Dr Pepper Snapple Group has been grinding sideways for 10
months, but one investor thinks it's ready to rally once again.
optionMONSTER's Heat Seeker tracking system detected the purchase
of more than 7,500 February 40 calls, first for $0.08. The premiums
then climbed, and most of the contracts priced for $0.15. Volume
was more than twice open interest in the strike.
DPS rose 0.46 percent to $35.18 on Friday. The soft drink maker
tripled between March 2009 and March 2010, but has been
consolidating its gains since.
During that time, it has been making successively higher lows. More
recently it's been making lower highs as well, resulting in a
"wedge" chart pattern. Some traders may expect DPS to make a sharp
movement if it breaks free of the wedge.
Judging by Friday's call action, they expect a the longer-term
uptrend to continue and for the stock to rally. It needs to climb
at least 14 percent by expiration for their position to turn a
profit, though the contracts will appreciate if the shares make a
quick move in the next one or two weeks. (See our Education
The timing of the trade is interesting because the options will
probably expire before the company issues fourth-quarter earnings.

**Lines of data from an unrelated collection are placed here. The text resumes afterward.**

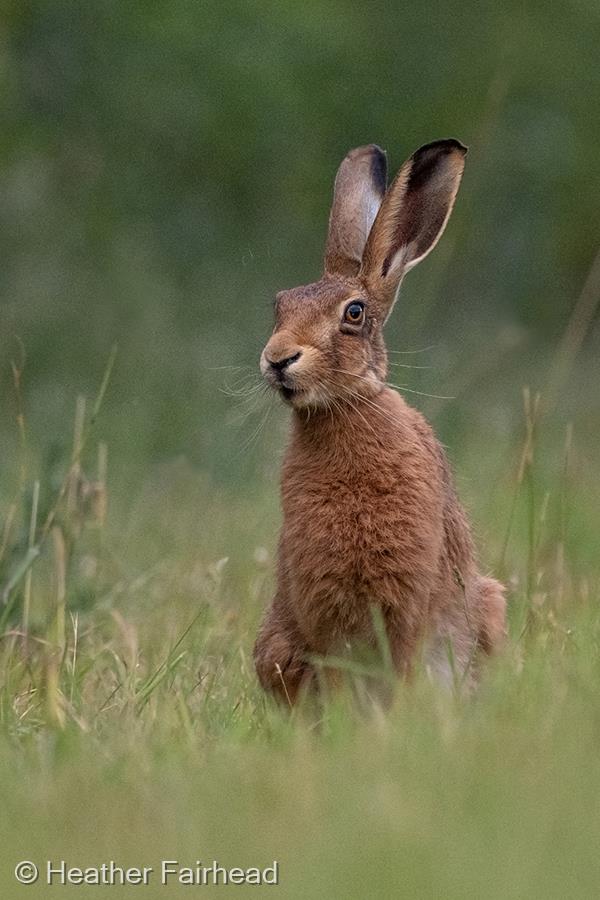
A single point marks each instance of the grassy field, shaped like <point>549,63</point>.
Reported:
<point>132,728</point>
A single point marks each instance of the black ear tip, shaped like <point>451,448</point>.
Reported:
<point>447,145</point>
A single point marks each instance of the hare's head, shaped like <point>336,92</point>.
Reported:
<point>327,344</point>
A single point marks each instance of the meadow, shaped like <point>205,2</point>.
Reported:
<point>164,169</point>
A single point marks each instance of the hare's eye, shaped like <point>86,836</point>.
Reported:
<point>354,313</point>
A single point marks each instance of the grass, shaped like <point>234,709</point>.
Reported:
<point>132,728</point>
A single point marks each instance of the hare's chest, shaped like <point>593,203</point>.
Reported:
<point>342,551</point>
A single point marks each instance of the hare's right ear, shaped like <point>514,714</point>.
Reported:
<point>359,188</point>
<point>412,216</point>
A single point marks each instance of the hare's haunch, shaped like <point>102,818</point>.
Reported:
<point>370,515</point>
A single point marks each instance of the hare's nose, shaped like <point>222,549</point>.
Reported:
<point>280,364</point>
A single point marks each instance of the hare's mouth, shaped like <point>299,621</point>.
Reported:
<point>288,393</point>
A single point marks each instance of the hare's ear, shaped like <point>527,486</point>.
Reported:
<point>412,217</point>
<point>359,188</point>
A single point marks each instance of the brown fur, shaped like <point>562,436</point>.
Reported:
<point>370,513</point>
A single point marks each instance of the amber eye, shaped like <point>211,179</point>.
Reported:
<point>354,313</point>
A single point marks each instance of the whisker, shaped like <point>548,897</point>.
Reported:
<point>409,352</point>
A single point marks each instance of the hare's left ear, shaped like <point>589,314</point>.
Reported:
<point>359,188</point>
<point>412,217</point>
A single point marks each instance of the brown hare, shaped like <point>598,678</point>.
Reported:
<point>370,515</point>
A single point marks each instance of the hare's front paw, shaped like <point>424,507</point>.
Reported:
<point>281,665</point>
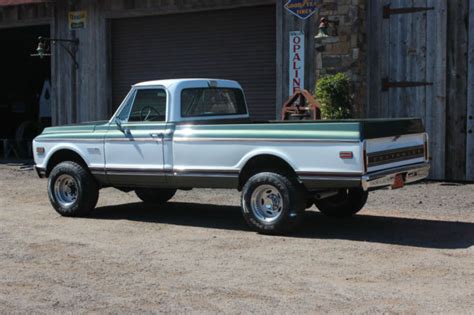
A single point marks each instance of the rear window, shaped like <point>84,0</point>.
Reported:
<point>212,102</point>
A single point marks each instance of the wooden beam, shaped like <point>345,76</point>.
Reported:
<point>436,95</point>
<point>470,97</point>
<point>457,90</point>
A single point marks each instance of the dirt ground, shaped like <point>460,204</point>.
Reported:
<point>409,251</point>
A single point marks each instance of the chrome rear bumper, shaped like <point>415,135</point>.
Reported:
<point>384,178</point>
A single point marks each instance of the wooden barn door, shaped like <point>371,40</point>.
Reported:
<point>407,67</point>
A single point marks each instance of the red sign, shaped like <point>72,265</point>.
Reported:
<point>296,62</point>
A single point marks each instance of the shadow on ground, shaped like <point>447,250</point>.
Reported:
<point>366,228</point>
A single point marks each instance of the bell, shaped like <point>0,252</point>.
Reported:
<point>323,28</point>
<point>41,51</point>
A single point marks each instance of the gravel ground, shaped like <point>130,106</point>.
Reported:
<point>409,251</point>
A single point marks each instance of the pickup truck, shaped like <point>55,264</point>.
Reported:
<point>196,133</point>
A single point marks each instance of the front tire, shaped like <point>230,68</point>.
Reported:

The company hasn't announced the date of the report, but last year
it came out on Feb. 25. If they follow a similar schedule this
year, it would fall one week after expiration.
DPS's last earnings report on Oct. 27 was better than expected, but
management lowered its sales-growth forecast. The company's brands
include A&W root beer, Mott's apple juice, Yoo-hoo chocolate
drink, and Nantucket Nectar juices.
Overall option volume in the name was 33 times greater than average
on Friday, with calls outnumbering puts by 177 to 1.